In the perfect, perfectly small book INSPIRED NOTES; poems of Tomas Transtromer,
tramslated by John F. Deane, I found this winter poem from Sweden on pages 45 and 46.
Here is your link about Svalbard; it's very far NORTH.
In the dark hotel a child is sleeping.
Outside: the winter night
where the great-eyed dice are rolling.
An elite of the petrified dead
in Katarina Churchyard
where the wind shivers in its armour from Svalbard.
A winter of war where I lay ill
grew an immense icicle outside the window.
Neighbour and harpoon, memory without explanation.
Ice hangs down from the edge of the roof.

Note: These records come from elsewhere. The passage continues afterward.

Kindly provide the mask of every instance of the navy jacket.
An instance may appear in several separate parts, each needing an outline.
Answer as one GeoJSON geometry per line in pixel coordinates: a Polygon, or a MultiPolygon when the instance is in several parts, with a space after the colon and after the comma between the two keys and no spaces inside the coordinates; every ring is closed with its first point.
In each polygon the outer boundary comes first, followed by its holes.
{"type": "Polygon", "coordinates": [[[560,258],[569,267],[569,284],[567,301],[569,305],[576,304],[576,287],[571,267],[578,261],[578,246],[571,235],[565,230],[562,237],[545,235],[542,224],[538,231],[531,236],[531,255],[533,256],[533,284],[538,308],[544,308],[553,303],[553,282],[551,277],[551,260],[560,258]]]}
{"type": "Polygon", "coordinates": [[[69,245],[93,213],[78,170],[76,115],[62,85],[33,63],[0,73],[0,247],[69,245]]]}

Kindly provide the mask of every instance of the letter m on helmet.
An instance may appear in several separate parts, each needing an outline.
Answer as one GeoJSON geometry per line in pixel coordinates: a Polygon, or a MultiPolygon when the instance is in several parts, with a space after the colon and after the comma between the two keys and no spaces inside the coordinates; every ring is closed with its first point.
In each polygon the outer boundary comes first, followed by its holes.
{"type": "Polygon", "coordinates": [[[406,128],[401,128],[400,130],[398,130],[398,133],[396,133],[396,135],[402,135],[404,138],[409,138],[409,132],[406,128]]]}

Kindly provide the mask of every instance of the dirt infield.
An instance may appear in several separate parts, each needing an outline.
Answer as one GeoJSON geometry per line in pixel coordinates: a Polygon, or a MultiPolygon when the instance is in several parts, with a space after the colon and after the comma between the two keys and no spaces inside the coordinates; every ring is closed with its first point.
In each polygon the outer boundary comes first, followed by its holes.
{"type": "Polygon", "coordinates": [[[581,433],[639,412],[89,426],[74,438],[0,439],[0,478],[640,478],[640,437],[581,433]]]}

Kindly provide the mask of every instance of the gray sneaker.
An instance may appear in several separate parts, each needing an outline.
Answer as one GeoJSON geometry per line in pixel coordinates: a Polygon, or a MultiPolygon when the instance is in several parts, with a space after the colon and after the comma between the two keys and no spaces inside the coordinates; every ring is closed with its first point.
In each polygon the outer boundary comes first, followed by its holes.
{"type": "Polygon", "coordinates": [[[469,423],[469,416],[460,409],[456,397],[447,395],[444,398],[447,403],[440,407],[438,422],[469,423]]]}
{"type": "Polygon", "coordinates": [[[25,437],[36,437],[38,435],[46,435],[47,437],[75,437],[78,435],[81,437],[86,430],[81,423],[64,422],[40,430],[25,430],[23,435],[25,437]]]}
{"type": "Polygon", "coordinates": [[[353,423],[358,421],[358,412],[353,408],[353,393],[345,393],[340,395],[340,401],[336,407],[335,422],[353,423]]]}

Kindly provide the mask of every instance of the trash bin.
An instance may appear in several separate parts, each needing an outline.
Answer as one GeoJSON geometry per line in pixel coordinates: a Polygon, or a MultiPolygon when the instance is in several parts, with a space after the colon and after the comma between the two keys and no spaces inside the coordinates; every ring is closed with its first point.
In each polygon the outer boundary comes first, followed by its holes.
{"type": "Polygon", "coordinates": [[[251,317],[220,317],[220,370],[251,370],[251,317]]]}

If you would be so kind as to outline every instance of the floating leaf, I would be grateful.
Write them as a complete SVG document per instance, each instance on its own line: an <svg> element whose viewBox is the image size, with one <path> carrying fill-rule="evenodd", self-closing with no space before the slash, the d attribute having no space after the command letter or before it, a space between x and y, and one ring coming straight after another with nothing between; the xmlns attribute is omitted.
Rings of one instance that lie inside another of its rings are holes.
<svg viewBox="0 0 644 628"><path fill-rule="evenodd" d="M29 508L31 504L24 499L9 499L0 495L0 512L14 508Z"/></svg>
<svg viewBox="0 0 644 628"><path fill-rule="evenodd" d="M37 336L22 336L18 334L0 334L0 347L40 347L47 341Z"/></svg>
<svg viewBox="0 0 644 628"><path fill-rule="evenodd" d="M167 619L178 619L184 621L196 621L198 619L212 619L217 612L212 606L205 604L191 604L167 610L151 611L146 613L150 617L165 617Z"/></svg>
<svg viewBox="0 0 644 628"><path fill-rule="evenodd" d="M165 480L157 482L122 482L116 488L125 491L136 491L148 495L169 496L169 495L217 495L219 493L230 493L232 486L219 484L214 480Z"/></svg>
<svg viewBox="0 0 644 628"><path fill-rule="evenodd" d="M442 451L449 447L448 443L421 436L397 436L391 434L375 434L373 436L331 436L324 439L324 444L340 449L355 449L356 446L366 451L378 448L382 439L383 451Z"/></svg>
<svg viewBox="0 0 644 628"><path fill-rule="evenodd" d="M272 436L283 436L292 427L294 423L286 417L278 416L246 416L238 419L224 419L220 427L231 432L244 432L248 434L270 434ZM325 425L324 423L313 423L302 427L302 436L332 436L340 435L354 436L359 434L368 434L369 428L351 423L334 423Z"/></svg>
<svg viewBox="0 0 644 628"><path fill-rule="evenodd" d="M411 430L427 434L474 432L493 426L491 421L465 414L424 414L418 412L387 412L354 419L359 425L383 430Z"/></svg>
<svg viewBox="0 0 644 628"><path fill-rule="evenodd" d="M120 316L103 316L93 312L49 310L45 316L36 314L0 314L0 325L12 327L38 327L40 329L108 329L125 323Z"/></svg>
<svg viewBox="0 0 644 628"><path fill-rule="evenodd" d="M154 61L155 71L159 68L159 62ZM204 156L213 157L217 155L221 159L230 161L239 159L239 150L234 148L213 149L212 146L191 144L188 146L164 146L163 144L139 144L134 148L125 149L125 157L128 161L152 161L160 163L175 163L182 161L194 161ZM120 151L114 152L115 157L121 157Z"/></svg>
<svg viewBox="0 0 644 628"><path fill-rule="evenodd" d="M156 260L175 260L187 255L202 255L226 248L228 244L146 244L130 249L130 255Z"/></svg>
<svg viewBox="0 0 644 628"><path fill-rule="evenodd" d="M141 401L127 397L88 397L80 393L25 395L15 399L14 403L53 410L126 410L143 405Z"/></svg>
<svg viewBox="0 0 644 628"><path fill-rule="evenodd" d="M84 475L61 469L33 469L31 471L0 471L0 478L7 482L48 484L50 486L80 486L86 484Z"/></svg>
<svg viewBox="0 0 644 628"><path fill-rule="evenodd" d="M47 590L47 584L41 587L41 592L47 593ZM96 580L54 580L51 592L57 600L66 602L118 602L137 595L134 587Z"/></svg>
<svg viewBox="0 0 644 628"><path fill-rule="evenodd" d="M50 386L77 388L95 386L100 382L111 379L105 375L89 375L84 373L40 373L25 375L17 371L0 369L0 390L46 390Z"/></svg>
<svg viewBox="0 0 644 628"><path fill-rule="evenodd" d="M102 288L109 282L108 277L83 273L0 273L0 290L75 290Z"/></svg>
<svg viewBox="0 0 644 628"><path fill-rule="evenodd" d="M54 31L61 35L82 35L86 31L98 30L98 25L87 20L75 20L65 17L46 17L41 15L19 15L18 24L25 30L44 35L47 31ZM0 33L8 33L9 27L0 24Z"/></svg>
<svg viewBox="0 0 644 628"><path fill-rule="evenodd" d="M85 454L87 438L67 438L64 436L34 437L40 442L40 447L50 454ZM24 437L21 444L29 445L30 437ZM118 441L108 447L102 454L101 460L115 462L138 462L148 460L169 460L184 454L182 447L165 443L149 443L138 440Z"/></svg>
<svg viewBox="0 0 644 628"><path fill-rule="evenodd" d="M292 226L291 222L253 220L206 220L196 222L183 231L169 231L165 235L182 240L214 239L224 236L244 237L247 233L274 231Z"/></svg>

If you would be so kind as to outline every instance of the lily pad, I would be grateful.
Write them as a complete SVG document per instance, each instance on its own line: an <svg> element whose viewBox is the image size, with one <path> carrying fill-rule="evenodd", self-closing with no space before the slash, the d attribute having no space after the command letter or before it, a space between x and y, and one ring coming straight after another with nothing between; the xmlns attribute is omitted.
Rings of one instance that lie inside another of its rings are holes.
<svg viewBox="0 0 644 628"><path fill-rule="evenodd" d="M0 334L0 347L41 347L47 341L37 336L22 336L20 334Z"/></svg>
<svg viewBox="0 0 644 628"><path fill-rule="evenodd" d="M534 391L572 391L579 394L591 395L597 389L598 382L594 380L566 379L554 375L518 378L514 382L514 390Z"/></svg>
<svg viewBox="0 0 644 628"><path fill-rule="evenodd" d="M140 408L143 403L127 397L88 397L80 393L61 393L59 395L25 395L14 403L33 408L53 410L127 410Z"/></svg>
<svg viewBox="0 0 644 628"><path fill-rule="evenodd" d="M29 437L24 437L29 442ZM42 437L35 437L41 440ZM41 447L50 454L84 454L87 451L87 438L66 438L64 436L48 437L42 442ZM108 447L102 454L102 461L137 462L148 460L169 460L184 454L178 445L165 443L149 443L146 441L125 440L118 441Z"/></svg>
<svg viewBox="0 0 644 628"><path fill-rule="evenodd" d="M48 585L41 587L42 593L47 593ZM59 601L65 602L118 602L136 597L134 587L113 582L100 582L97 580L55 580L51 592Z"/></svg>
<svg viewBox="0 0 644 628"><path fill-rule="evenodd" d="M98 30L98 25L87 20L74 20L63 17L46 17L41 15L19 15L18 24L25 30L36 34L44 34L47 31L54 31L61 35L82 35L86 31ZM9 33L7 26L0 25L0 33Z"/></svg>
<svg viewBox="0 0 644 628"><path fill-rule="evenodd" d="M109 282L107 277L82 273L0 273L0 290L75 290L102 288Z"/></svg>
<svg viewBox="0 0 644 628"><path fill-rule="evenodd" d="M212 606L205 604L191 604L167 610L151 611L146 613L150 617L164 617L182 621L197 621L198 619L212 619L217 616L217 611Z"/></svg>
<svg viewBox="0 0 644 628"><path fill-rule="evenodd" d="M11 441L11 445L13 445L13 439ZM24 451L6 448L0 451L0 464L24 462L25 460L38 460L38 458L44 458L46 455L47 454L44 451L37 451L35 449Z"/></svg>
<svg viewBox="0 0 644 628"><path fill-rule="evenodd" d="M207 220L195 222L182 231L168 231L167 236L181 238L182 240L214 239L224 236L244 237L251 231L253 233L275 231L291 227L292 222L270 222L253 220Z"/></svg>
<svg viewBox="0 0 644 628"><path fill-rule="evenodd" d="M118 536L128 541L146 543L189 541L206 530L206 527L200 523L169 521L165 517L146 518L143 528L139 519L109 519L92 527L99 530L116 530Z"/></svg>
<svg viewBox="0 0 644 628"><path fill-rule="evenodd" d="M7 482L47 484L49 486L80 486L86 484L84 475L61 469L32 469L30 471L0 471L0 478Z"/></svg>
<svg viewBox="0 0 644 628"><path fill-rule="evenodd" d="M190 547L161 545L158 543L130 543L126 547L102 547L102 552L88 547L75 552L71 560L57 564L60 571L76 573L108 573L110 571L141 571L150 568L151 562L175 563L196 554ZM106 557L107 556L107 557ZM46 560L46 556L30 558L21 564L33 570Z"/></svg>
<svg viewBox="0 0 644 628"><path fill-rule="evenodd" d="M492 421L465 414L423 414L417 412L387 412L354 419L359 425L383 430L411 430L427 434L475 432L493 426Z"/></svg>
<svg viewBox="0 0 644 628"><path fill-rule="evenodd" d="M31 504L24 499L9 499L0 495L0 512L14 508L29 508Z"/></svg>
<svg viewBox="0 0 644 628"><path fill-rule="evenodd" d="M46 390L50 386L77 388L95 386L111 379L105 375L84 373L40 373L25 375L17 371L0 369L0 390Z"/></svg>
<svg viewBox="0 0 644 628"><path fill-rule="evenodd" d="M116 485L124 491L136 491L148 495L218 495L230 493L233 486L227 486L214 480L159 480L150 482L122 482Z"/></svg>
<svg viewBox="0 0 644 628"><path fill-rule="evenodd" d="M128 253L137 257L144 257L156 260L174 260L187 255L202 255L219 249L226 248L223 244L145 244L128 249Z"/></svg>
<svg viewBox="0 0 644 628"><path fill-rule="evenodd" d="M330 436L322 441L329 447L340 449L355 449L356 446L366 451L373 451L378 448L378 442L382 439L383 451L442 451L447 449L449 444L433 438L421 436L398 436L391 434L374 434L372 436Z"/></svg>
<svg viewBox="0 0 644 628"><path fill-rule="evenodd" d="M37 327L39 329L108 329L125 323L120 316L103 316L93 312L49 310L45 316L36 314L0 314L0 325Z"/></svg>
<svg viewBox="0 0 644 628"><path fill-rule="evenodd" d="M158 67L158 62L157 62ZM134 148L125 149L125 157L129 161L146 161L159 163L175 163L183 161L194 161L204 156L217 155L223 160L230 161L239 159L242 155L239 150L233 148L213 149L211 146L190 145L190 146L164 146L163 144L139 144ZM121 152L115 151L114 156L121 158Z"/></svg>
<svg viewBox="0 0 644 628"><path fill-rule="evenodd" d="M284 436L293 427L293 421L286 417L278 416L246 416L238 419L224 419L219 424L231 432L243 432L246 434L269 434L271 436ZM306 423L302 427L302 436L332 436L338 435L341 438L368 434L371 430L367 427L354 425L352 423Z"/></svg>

Icicles: the Gothic, turned upside down.
Abstract cattle, udders of glass.
On a side track an empty railway wagon.
Journeys in its claws.
Night snowhaze, moonlight. The jellyfish of the moon
floats above us. Out smiles
as we head homeward. Avenue bewitched.
---Tomas Transtromer (Nobel Prize for Literature, 2011)
There is enough in this short poem to think about for weeks. Slow down and take it a phrase at a time. The icicles, the railway car, the moonlight and the cold, cold, cold. I hope to catch something very wintery in the December haiku I hope to write. And now to bed on the first night of the last month of this 21st Century year. Sleep tight; sleep warm.